Burckhardt’ın sanat eserine kattığı muğlak, tuhaf, rahatsız edici, çılgın ve hassas başlıkları ve cümleleri seviyorum. Bazı cümlelerin bağlamını tahmin etmek imkansızdı ve bunu yapmaya çalışmak, izleyicinin parçalarla estetik ilişkisinin bir parçası haline geliyor.
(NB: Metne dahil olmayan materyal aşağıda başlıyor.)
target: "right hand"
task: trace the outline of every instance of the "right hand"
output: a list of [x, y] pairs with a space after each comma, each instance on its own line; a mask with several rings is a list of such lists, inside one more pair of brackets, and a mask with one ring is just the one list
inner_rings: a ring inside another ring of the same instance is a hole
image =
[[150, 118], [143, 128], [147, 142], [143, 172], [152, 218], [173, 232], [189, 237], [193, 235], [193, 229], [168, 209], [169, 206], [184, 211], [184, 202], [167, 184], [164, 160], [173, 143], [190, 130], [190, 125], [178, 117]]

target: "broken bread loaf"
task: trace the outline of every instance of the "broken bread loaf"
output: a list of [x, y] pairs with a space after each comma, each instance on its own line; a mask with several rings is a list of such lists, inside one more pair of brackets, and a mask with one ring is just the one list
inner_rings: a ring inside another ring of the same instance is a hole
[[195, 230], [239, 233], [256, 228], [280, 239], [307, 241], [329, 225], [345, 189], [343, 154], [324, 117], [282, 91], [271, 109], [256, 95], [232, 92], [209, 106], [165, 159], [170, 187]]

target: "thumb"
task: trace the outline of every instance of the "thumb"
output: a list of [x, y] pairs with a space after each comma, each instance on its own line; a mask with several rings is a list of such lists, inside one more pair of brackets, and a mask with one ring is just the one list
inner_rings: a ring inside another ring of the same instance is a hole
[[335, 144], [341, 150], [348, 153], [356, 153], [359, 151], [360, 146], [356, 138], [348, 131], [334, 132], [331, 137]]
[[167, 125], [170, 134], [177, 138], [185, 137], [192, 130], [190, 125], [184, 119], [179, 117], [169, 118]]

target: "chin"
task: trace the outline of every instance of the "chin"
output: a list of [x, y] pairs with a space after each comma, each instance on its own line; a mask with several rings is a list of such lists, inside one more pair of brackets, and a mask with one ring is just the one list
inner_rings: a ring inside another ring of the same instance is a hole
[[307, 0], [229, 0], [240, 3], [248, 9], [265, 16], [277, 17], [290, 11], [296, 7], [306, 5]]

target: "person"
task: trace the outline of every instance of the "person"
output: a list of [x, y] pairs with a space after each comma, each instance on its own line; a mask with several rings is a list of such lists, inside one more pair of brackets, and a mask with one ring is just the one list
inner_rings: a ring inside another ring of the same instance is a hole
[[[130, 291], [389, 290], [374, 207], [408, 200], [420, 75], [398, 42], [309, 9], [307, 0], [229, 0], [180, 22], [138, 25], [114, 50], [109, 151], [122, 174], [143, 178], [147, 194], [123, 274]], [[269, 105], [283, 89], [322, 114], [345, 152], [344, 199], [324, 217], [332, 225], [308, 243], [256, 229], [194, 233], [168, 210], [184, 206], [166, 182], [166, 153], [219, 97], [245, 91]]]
Sanatçının tüm çalışmalarında değişmez olan şey, onun bir edebiyatçı olmaması, sanatı için büyük iddialarda bulunmaması, izleyiciyi hiçbir yöne ikna etmemesi ve pahalı malzeme kullanımını ve fabrikasyon maliyetlerini reddetmesidir.
Burckhardt, farklı malzemeleri keşfederken, sanat eserlerini ürün olarak yapmaya sürekli olarak direndi. Etiketin sınırlayıcı olduğunu bildiği için kendisini hiçbir zaman tek olarak tanımlamamış bir kavramsal sanatçı. Aslında, Burckhardt’ın orijinal bir kavramsal sanatçı olan Mel Bochner’ın iddialarına dolaylı olarak şüpheyle yaklaştığını fark ettim. Son 30 yılda Burckhardt hiçbir zaman izleyicilerinden üstün görünmedi ve gevşek, tüketici odaklı üretime yönelik bir uygulama geliştirmedi. Her işte Nasıl İçine Girdik bir orijinaldir.
Tom Burckhardt: Bu İşe Nasıl Girdik? 20 Ağustos’a kadar High Noon Gallery’de (124 Forsyth Street, Aşağı Doğu Yakası, Manhattan) devam ediyor. Sergi galeri tarafından düzenlendi.